Panel to monitor debt restructuring

The Joint Standing Committee on Commerce, Industry and Banking (JSCCIB) will spend three months monitoring the debt restructuring progress of small and medium-sized enterprises (SMEs), on a case-by-case basis, after the Bank of Thailand's debt relief measures in the second phase expire tomorrow.

Though the central bank will not prolong debt relief measures, the regulator encourages financial institutions to help borrowers who cannot pay debt normally to enter debt restructuring.

Commercial banks can offer debt restructuring to customers through several methods in line with their repayment capability. These include a grace period for interest and principal payment, interest rate cuts, debt instalment period extension and a lower debt instalment per month.

"We are satisfied with the financial assistance helping borrowers overcoming this difficult situation," Supant Mongkolsuthree, chairman of the Federation of Thai Industries (FTI), said after yesterday's JSCCIB meeting.

Entrepreneurs who want more time to pay their debts are required to contact financial institutions, which will consider the requests on a case-by-case basis.

"We'll evaluate the outcome after three months," Mr Supant said.

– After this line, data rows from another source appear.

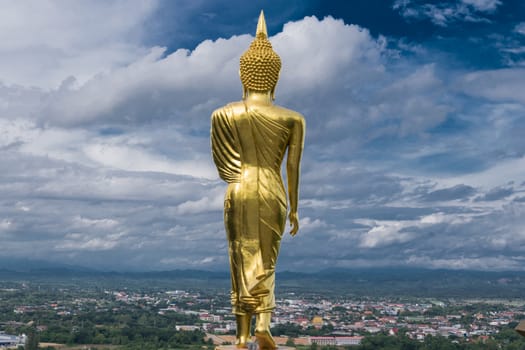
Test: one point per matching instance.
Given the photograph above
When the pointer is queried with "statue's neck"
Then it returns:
(256, 97)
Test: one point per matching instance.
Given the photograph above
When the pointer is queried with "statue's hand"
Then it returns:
(294, 223)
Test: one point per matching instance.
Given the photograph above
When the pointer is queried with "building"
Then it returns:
(11, 341)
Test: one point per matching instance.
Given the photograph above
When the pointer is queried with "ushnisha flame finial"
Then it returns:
(260, 65)
(261, 26)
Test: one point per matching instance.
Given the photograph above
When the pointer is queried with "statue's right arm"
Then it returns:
(225, 156)
(295, 151)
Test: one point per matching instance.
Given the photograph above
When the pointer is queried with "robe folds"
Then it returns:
(248, 146)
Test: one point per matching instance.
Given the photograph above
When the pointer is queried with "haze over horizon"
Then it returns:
(414, 152)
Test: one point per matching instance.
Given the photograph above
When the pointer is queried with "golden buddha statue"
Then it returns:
(249, 140)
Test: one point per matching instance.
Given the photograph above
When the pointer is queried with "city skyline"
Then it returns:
(419, 162)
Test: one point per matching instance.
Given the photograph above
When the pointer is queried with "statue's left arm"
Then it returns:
(295, 151)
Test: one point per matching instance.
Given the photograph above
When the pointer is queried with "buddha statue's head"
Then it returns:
(260, 65)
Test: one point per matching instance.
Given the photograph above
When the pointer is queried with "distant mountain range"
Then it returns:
(375, 282)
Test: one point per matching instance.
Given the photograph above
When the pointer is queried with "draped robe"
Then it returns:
(248, 146)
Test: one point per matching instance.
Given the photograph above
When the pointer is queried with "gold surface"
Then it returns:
(250, 139)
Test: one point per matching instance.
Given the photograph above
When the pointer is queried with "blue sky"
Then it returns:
(414, 153)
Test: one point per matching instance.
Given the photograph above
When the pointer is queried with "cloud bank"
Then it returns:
(105, 153)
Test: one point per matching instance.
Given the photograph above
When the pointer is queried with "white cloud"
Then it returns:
(444, 13)
(483, 5)
(113, 166)
(503, 85)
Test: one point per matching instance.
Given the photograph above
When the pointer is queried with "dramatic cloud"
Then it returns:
(104, 145)
(446, 12)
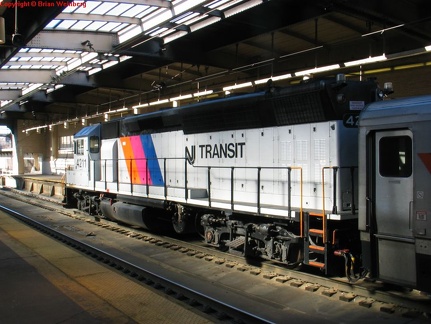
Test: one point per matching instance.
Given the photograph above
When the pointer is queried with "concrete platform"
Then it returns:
(42, 281)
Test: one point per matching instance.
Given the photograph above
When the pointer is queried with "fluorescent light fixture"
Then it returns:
(140, 106)
(381, 31)
(31, 88)
(181, 97)
(274, 78)
(161, 17)
(159, 102)
(174, 36)
(203, 93)
(204, 23)
(88, 56)
(318, 70)
(242, 7)
(366, 60)
(186, 5)
(238, 86)
(94, 71)
(109, 64)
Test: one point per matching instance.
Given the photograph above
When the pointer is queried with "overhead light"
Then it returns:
(181, 97)
(381, 31)
(203, 93)
(139, 106)
(159, 102)
(238, 86)
(367, 60)
(274, 78)
(2, 31)
(31, 88)
(318, 70)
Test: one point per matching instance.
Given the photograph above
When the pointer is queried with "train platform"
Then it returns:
(43, 281)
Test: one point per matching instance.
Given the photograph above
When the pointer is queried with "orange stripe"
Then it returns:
(130, 159)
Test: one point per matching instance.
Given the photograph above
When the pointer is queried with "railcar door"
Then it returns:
(393, 206)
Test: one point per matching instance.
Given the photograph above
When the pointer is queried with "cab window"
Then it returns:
(395, 156)
(94, 144)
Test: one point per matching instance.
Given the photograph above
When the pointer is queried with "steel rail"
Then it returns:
(207, 304)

The Bank of Thailand is concentrated on targeted policies helping SME business operators after the second-phase debt relief measures expire tomorrow, rather than the existing blanket policies.

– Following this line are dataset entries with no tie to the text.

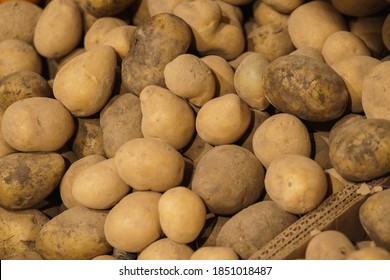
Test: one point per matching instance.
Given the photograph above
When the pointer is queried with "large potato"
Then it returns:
(155, 42)
(37, 124)
(360, 151)
(26, 179)
(75, 234)
(19, 230)
(228, 178)
(305, 87)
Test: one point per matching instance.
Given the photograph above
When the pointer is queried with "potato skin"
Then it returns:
(155, 42)
(304, 87)
(361, 151)
(28, 178)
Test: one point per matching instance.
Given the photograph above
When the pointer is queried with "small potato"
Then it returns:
(133, 223)
(251, 228)
(70, 175)
(149, 164)
(247, 81)
(19, 231)
(214, 253)
(166, 249)
(182, 214)
(228, 178)
(343, 44)
(37, 124)
(99, 186)
(120, 121)
(373, 216)
(75, 234)
(21, 85)
(26, 179)
(329, 245)
(18, 55)
(166, 116)
(375, 97)
(94, 72)
(59, 29)
(278, 135)
(296, 183)
(223, 120)
(360, 151)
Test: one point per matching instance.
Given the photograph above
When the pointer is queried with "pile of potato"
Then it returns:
(189, 129)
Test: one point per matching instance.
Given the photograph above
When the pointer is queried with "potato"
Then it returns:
(373, 216)
(313, 22)
(182, 214)
(329, 245)
(375, 97)
(94, 72)
(360, 151)
(18, 20)
(19, 230)
(59, 29)
(26, 179)
(223, 120)
(37, 124)
(352, 70)
(247, 81)
(21, 85)
(296, 183)
(18, 55)
(149, 164)
(155, 43)
(166, 249)
(214, 253)
(251, 228)
(228, 178)
(189, 77)
(278, 135)
(133, 223)
(94, 36)
(120, 121)
(292, 85)
(166, 116)
(75, 234)
(70, 175)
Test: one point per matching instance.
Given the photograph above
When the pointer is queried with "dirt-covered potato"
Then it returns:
(19, 230)
(155, 43)
(296, 183)
(26, 179)
(133, 223)
(18, 55)
(228, 178)
(373, 216)
(21, 85)
(59, 28)
(360, 151)
(189, 77)
(251, 228)
(166, 116)
(18, 20)
(150, 164)
(75, 234)
(94, 72)
(278, 135)
(329, 245)
(37, 124)
(166, 249)
(305, 87)
(70, 175)
(375, 97)
(313, 22)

The value of debtors receiving debt relief measures in the formal banking system totals 6.89 trillion baht, with 1.35 trillion baht attributed to SME loans across 1.05 million accounts.

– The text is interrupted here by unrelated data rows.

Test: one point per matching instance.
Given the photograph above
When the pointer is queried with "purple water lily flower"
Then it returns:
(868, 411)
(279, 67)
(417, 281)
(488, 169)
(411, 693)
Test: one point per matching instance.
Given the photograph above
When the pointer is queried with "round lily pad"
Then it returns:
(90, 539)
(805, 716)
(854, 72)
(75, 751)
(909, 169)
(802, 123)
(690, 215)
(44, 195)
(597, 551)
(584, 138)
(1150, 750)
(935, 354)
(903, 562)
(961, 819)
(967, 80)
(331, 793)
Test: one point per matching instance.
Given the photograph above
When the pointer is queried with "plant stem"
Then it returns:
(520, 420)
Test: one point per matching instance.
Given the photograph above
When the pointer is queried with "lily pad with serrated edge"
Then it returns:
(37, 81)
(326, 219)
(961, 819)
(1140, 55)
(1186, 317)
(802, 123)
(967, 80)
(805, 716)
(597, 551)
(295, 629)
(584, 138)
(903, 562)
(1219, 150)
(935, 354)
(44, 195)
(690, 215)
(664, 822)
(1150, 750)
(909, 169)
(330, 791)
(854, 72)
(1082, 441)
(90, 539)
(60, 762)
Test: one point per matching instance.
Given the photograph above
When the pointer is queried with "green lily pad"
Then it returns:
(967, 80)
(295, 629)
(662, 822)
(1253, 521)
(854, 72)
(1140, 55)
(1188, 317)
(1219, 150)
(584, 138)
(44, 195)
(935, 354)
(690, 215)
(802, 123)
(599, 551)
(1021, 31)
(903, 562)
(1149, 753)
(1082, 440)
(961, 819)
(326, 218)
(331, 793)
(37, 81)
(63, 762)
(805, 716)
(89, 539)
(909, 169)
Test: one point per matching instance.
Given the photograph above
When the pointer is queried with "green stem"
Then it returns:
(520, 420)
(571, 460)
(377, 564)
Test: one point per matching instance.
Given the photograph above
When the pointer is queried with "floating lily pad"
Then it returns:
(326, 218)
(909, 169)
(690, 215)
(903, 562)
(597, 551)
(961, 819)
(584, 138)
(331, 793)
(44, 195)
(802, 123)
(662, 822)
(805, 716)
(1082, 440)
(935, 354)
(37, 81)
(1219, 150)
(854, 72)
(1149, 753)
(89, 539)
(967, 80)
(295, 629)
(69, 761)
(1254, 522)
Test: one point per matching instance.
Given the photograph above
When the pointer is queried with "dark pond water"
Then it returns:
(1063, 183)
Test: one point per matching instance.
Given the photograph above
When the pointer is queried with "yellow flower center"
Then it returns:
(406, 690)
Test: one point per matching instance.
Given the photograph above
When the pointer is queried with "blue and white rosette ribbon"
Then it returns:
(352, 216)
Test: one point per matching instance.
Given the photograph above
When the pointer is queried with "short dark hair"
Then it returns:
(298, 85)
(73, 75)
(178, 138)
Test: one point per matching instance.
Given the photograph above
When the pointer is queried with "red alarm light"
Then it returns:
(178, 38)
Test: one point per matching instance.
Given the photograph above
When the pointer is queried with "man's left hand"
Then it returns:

Payong Srivanich, chairman of the Thai Bankers' Association (TBA), said 80,000 SME debtors accounting for 6% of total outstanding debt have "lost contact" with financial institutions, which are trying to draw them back into the system.

About 10% want to continue debt relief measures. Banks will consider helping them with debt restructuring on a case-by-case basis.

For debtors who are given more time to pay, the additional period must not exceed six months from the end of this year, Mr Payong said.

"Many businesses facing financial woes are in the tourism sector, especially the hotel business," Mr Supant said.

According to Mr Payong, two other groups of debtors are in a better situation. Up to 60% can pay back, while 20% can resume business but not fully recover and want financial institutions to adjust the debt structure based on repayment ability.

The JSCCIB yesterday also raised concern over the ongoing political conflict after foreign business people said they were increasingly worried about safety issues and a possible unpleasant impact on business.